July 2, 2018--Jack: Born On the 4th of July

"Happy birthday!"

"My birthday is in October," I said to Jack who was on the phone, sounding celebratory, "I'm confused."

"I was born on the 4th of July, wouldn't you know it, and I call all my liberal friends to remind them about how it was when America was great. When we had our freedom."

Here we go, I thought, but said, "July 4th isn't until Wednesday and I assume you have at most one or two calls to make, considering I'm probably one of your only liberal friends."

"You'd be surprised," he said.

"I'm sure I would be. But in the meantime, happy July 2nd."

"I assume you've read the Declaration of Independence."

"I sort of know it by heart--'When in the course of human events . . .' We were required to memorize the first few paragraphs in elementary school."

"You mean when America was great," he repeated himself, chuckling, "Before all the political correctness. These days, since the Declaration didn't free the slaves or talk about women's rights it's probably ignored in history class, that is if kids these days even take history."

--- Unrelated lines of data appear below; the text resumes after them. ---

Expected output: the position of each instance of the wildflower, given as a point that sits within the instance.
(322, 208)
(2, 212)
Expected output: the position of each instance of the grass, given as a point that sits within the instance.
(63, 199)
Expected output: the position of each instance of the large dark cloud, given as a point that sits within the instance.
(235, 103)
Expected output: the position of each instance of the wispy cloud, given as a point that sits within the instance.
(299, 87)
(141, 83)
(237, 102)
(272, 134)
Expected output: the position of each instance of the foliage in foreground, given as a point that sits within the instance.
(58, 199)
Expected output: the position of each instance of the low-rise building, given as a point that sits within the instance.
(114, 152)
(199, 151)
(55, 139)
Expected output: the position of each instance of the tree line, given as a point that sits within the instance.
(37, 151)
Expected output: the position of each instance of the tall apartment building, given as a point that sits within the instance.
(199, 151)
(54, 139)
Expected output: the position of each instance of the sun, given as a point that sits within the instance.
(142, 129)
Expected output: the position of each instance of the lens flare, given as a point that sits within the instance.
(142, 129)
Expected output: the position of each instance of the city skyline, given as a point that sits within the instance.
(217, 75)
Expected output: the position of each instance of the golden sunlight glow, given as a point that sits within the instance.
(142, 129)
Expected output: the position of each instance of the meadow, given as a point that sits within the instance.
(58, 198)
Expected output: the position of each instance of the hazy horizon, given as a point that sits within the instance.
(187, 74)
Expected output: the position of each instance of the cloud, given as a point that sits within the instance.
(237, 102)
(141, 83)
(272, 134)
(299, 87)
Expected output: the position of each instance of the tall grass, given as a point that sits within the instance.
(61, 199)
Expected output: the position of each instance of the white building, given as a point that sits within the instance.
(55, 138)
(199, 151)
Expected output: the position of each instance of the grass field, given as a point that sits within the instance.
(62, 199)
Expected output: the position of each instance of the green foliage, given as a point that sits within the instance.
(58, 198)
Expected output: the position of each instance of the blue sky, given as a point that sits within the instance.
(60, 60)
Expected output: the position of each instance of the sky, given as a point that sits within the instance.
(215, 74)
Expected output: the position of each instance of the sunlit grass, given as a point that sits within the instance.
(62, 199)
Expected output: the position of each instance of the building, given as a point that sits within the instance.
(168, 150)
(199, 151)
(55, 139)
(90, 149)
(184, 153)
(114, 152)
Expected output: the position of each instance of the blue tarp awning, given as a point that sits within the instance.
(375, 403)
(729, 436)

"About that we probably agree. Not much history is being learned these days. Or evolution." 

He liked that. "You know we conservatives like the Declaration more than the Constitution. The Constitution is about what kind of government we are to have while the Declaration is about what to do when the government becomes oppressive. How to change it. Even how to overthrow it. That was a big deal to Jefferson. Didn't he call for governments to be overthrown every few years? Every generation? I think he called this, 'throwing the government off.'"

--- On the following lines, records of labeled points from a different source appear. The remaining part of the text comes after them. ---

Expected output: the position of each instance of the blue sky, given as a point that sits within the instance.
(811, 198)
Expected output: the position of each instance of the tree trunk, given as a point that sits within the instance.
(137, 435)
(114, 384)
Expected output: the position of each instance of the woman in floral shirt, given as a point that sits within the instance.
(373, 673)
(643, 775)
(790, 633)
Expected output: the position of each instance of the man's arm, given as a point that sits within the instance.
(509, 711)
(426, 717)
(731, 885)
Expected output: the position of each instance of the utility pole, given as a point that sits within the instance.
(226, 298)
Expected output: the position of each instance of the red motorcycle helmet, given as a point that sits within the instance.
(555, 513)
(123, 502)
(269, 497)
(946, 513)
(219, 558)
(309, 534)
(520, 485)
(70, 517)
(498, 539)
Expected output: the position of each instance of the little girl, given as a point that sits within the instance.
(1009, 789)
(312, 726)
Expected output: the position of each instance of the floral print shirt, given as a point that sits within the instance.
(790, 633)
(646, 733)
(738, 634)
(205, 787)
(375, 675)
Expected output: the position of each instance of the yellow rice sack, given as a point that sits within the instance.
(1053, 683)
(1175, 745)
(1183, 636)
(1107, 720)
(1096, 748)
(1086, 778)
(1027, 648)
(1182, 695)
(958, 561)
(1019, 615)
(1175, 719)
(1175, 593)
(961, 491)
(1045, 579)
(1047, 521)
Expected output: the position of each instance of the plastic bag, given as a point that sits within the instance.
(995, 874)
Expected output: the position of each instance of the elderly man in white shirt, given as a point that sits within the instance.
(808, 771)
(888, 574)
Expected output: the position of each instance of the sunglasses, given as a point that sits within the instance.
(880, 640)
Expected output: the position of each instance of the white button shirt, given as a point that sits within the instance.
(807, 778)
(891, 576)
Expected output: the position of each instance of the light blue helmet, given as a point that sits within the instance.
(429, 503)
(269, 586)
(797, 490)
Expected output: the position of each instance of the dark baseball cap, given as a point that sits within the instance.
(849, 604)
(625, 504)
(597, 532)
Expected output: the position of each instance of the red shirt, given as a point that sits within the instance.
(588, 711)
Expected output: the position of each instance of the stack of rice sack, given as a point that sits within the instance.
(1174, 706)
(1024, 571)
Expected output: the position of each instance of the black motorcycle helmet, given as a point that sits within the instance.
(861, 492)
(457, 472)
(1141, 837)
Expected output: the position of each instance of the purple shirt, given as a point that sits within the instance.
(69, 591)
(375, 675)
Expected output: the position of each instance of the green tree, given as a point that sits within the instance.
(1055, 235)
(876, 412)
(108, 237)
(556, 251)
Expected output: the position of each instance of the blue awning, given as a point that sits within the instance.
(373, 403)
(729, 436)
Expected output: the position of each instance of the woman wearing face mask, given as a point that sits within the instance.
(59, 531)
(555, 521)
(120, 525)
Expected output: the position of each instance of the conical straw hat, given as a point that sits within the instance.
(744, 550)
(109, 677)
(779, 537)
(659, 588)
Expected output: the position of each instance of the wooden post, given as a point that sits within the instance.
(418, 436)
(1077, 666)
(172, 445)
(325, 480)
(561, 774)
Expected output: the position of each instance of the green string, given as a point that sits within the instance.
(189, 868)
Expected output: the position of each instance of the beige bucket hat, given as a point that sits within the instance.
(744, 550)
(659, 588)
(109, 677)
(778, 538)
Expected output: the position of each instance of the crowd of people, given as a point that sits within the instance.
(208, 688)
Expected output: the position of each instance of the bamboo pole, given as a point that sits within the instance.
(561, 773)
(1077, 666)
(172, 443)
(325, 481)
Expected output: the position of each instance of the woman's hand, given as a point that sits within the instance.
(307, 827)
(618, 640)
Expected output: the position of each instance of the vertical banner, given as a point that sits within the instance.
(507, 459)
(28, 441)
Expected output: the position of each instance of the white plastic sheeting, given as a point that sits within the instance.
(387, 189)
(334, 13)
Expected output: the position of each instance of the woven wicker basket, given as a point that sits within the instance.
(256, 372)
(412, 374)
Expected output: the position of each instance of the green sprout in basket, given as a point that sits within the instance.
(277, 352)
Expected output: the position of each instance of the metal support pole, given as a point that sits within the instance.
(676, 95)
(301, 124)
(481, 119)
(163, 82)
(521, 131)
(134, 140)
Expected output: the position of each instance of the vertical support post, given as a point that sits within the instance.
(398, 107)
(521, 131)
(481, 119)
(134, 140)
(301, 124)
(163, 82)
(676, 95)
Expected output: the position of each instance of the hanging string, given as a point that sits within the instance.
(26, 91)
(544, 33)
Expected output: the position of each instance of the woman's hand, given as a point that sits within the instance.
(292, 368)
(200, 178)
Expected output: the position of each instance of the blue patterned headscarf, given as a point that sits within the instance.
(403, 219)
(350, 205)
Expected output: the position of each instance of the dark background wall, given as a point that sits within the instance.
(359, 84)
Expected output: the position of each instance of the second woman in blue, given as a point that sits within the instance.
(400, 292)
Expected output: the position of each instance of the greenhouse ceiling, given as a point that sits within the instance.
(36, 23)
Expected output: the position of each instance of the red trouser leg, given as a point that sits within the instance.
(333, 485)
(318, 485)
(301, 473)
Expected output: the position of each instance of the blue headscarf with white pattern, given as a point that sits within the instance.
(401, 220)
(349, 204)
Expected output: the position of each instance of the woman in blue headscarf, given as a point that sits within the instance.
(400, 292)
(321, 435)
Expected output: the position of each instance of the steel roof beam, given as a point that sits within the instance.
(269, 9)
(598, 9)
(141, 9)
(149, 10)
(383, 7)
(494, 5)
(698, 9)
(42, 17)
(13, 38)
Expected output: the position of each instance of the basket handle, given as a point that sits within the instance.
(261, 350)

"Glad to see you know at least some history. And about the differences between the two documents. We may agree about that too. Though we have differences, other big differences. I don't see the government in general being oppressive. Aspects of it, yes. Especially now with Trump as president, ironically, though he calls for less government in fact many of the things he's been doing are making the government even bigger and more oppressive. Think what it would be like if you were an American Muslim. Or an immigrant Dreamer. You wouldn't feel too free now."

"Speaking of immigrates, have you been to any big political demonstrations lately?"

"What about this past Saturday? Doesn't that count?"

"Not impressive. Relatively few marchers showed up. Sure wasn't like the Pussy thing or the one organized by Parkland High School survivors. Millions across the country participated then. This one was hardly publicized or covered by the press."

"Again, it looks like we agree."

"Just more evidence that you guys are out of gas. If you were serious about protecting your rights--like for women and gays, immigrants and the Supreme Court--shouldn't you be planning a huge 4th of July protest? A massive march on Washington? Reading of the Declaration? To show that you're unified and riled up. Not just heading out to the Hamptons or the Macy's fireworks thing. That you're willing to forgo your BBQs. Of course I'm not unhappy about this, but you and your friends should do some hard thinking about how to rally your people. To have a chance in November you have to out-organzie us. We're all jazzed up again with the prospect of Trump appointing another Gorsuch to the Supreme Court. If that doesn't get you marching I don't know what will. The Supreme Court is one vote away from overturning. Roe v. Wade. I hate that idea, by the way, because I'm a libertarian and support a woman's right to choose."

"It must be your birthday," I said, "Because again I tend to agree with you. We progressives have to get even more serious and mobilized."

"I've got to run," Jack said, "I have more calls to make. In the meantime, fair warning."